Disability Justice and Urban Planning

Disability Justice and Urban Planning is a collection of articles focusing on people with disability and the built environment. Lisa Stafford and Leonor Vanik remind us it is 60 years since the first campaigns for justice began. In their introduction to the articles they argue that despite legislation we still live in an ableist world. People with disability continue to be excluded and subjugated.

In urban planning and design, these prejudices are played out in the built and digital form. … disabled people are constantly reminded that “you don’t belong – the world is not built for you”. Dignity and control are still not realised.

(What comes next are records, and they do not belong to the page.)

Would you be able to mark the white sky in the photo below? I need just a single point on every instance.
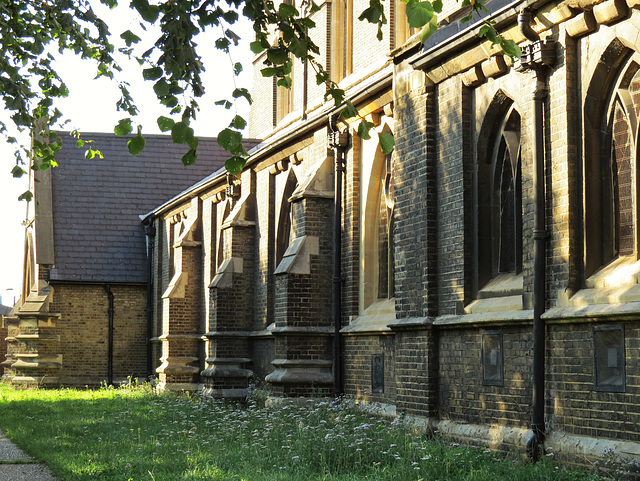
(91, 108)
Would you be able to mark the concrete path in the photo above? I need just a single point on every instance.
(15, 465)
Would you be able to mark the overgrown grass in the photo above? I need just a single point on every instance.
(133, 434)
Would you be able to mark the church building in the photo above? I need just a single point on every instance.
(481, 279)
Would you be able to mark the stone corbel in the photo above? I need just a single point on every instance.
(224, 276)
(177, 286)
(297, 258)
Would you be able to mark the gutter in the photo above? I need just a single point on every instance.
(446, 43)
(150, 234)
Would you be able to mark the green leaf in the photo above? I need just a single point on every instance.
(256, 47)
(181, 132)
(489, 33)
(349, 111)
(165, 123)
(373, 13)
(287, 11)
(238, 123)
(190, 157)
(136, 144)
(153, 73)
(225, 103)
(230, 140)
(429, 29)
(285, 82)
(222, 44)
(299, 47)
(387, 142)
(148, 12)
(336, 94)
(242, 92)
(170, 101)
(363, 129)
(235, 164)
(419, 14)
(123, 128)
(28, 195)
(277, 55)
(130, 38)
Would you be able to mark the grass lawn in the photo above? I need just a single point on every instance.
(132, 434)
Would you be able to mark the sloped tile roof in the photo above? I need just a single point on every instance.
(98, 236)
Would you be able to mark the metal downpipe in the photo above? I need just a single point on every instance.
(539, 268)
(110, 311)
(150, 232)
(337, 142)
(538, 56)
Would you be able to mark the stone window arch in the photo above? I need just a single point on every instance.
(377, 222)
(284, 229)
(611, 151)
(499, 193)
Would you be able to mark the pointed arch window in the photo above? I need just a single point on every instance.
(611, 174)
(499, 188)
(285, 225)
(377, 223)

A woman is pushing a man in a wheelchair up a ramp into the train. The train guard looks on. Another woman in a wheelchair waits for her turn. A man with a stroller is also in the picture.

Basic things like using public transport to attend an appointment are taken for granted by many. However, this same activity for disabled people can require exhaustive planning to account for things that might go wrong. Many trips are not make because it’s just too hard.

Then there is the complexity of other social dimensions. Indigenous disabled people, disabled people of colour, queer disabled people and disabled women and girls. However, there is a growing resistance to oppression and exclusion.

The collection of articles brings into view a large and diverse group of people who have been unseen for so long. The aim is to open up conversations about body and mind diversity. The authors are people with disability and so the content is written with heart – it’s not just another academic exercise.

It’s time for planners and designers to not just listen but to act. It could be their future self they are planning and designing for.

Aerial view of a city with tall buildings separated by green open space.

The title of this collection of short articles is, Disability Justice and Urban Planning and is open access. Published in Planning Theory & Practice.

The authors use the language of “disabled people” in line with critical models of disability.